128.  The Government submitted that the applicant's claim for lost earnings was unfounded as her husband was unemployed at the date of his death. Moreover, they submitted that the applicant had the opportunity to claim for pecuniary loss during the criminal proceedings against Lt. F. and/or in civil proceedings but her claims were struck out due to procedural irregularities.

129.  In respect of the applicant's claim for non-pecuniary damage, the Court recalls that it has found a violation of Article 2 of the Convention. It has also found that the authorities failed to provide the applicant with an effective remedy, contrary to Article 13. In the circumstances, having regard to awards made in comparable cases, the Court awards the applicant the full amount claimed.

130.  In respect of the applicant's claim for pecuniary loss, the Court observes that she has not submitted any details of her late husband's previous employment record or, as she has since remarried, of her current husband's employment situation. It is therefore impossible for the Court properly to assess the financial impact of her husband's death. Consequently, the Court finds that the applicant has not substantiated her claim for pecuniary loss.

B.  Costs and expenses

131.  The applicant claims EUR 10,962 in respect of legal costs and expenses.

132.  The Government submit that this claim is unreasonably high.

133.  According to the Court's case-law, an applicant is entitled to the reimbursement of costs and expenses only in so far as it has been shown that these have been actually and necessarily incurred and were reasonable as to quantum.

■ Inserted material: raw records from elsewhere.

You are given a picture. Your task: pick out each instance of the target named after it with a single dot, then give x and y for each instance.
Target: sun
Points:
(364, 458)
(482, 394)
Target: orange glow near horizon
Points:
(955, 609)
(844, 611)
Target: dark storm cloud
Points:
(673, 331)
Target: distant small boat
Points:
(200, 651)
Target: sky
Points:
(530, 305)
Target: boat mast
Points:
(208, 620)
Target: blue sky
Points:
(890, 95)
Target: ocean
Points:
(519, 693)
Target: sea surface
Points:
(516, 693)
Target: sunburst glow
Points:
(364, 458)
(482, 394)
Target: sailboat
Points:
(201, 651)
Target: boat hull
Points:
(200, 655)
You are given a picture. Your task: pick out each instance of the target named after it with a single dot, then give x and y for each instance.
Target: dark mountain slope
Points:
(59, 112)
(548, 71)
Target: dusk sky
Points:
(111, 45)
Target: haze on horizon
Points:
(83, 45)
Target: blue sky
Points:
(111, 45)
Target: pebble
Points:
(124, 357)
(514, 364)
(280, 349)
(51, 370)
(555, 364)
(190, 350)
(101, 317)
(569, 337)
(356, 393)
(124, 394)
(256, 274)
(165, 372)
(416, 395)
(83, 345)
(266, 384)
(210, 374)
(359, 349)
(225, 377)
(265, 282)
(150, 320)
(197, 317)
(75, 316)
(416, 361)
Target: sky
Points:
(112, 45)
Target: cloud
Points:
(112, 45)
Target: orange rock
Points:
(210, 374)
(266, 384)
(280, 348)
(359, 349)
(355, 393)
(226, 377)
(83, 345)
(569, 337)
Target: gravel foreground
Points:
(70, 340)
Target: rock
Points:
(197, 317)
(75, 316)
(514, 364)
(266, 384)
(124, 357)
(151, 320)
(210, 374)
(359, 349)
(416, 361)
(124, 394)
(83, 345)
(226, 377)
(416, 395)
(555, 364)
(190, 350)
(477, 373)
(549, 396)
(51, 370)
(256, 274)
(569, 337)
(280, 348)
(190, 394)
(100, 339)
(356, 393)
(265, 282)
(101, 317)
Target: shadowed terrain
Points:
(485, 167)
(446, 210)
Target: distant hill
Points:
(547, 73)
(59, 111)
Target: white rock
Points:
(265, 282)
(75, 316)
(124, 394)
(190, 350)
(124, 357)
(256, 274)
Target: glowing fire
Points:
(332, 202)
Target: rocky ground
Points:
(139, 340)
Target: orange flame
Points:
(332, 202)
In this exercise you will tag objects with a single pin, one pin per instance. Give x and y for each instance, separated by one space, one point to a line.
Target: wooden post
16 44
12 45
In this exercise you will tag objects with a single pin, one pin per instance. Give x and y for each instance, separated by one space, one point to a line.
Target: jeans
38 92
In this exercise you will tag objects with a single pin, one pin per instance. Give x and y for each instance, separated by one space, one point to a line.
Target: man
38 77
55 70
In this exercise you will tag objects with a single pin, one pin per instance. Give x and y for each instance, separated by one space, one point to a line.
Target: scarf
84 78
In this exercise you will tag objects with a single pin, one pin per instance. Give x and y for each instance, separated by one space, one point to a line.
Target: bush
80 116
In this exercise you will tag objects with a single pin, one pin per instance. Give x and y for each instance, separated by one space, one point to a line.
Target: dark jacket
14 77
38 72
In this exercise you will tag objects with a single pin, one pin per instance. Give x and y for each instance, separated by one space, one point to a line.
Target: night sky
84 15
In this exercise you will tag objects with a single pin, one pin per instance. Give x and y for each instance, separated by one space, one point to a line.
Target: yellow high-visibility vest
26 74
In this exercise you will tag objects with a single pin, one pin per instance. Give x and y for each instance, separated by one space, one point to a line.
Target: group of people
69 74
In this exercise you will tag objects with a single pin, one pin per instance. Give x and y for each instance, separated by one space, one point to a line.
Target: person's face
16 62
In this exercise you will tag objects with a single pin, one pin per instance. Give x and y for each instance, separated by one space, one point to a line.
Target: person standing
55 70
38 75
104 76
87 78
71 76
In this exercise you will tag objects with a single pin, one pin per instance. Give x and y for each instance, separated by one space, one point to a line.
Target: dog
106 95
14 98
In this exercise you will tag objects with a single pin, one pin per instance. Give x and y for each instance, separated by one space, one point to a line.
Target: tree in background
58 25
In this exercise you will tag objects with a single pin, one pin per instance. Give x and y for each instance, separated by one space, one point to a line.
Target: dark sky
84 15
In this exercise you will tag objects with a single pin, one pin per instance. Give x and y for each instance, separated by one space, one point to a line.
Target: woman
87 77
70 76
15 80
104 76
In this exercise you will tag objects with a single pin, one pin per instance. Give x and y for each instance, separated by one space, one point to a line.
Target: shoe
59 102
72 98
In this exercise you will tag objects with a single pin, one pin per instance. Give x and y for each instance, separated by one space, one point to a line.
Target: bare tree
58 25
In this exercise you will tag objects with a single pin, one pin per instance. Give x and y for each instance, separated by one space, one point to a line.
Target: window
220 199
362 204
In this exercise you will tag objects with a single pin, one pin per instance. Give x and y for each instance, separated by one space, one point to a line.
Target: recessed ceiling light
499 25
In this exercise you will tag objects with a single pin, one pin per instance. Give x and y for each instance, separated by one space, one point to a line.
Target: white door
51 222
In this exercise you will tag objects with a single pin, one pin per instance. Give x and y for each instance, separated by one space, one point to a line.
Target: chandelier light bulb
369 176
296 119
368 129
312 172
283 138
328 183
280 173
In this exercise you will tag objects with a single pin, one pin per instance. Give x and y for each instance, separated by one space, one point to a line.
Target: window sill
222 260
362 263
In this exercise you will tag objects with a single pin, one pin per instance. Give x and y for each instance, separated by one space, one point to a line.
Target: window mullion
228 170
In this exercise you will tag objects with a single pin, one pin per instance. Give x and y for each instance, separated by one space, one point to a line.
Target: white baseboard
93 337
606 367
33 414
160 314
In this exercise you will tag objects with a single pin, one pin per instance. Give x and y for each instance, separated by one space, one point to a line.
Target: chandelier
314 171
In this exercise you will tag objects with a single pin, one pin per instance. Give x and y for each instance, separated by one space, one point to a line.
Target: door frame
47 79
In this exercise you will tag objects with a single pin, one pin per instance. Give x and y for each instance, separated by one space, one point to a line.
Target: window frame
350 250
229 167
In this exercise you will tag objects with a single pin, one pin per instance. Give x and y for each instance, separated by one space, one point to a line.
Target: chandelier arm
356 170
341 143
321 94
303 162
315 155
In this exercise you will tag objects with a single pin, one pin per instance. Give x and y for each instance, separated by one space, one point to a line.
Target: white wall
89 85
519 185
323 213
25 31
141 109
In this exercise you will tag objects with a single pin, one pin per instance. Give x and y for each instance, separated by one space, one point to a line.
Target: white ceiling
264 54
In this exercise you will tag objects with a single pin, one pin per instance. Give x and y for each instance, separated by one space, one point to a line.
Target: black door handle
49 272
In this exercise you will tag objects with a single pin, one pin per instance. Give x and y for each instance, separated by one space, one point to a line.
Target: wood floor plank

In the present case, regard being had to the information in its possession and the above criteria, the Court considers it reasonable to award the applicants the sum of EUR 8,000 for the proceedings before the Court.

C.  Default interest

134.  The Court considers it appropriate that the default interest should be based on the marginal lending rate of the European Central Bank, to which should be added three percentage points.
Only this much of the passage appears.